Мать возвращалась домой вечером, часто уже после того, как темнело. Подождав, пока она переоденется, служанка подавала ужин. Мы с матерью садились за стол друг против друга. Мы всегда ужинали вдвоём. Икуо говорил, что страшно занят, и ужинал у себя в комнате. При всём своём желании я не могу вспомнить ни единого случая, когда за столом собиралась вся семья. И не только потому, что не было отца. Когда я достиг сознательного возраста, Икуо учился в лицее и жил в общежитии. Когда же он поступил в университет и вернулся домой, в общежитии стал жить Макио. А вернувшийся домой
За ужином мать чаще всего молчала. Я тоже был молчаливым мальчиком и открывал рот только тогда, когда со мной заговаривали, поэтому обычно, поглощая пищу, мы не произносили ни слова. Я мечтал только о том, чтобы ужин побыстрее закончился и я мог укрыться в своей комнате.
Впрочем, своя комната — слишком сильно сказано: у нас с матерью была одна, правда довольно большая, комната на двоих, на ночь в ней стелили два матраса. Я очень любил читать за маленьким столиком, стоящим рядом с моей постелью. Мать допоздна проверяла тетради, сидя за письменным столом в гостиной. С какого-то времени у неё возникла привычка задвигать разделявшую нас перегородку.
Поскольку в доме было слишком тихо, я обычно прислушивался к звукам, доносящимся снаружи. В соседнем доме почти никогда не выключали радио. Звуки сумо, эстрадной музыки, голоса чтецов комических рассказов сплетались с рокотом мотоциклов, проносившихся по главной улице. Вниз по склону спускалась электричка, я прислушивался к уверенному перестуку её колёс, и в ушах отзывались разнообразные звуки, расползающиеся по земле большого города.
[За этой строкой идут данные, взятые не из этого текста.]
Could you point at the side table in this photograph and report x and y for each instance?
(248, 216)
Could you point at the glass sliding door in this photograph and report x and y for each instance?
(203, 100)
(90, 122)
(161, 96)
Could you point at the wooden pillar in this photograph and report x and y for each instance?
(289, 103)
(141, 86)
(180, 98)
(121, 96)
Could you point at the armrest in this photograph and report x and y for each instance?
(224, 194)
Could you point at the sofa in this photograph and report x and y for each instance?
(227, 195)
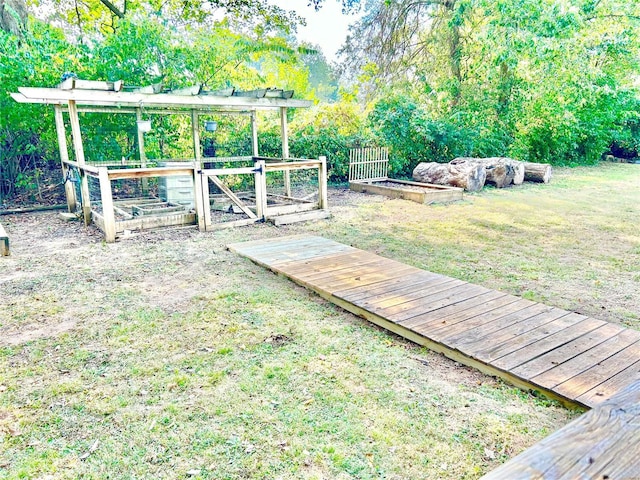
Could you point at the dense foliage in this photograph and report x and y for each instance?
(541, 80)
Иногда я думал об отце. Для меня он был героем романа. Поскольку я, как и все дети того времени, считал, что герои прочитанных мною романов реально существуют в каком-то далёком и неведомом мире, мне казалось, что отец жив, просто живёт в другом месте. Временами у меня возникала мысль, что смерть отца — просто выдумка матери, что в какой-то момент он вдруг возьмёт и появится. Наденет очки, улыбнётся, возьмёт меня за руку и увезёт в прекрасную чужую страну. Он, не скупясь, купит мне всё, что я захочу, угостит чем-нибудь вкусным. Думая о чужой стране, я всегда воображал Францию. И призрачный город, в котором был тот старинный каменный дом с фотографии.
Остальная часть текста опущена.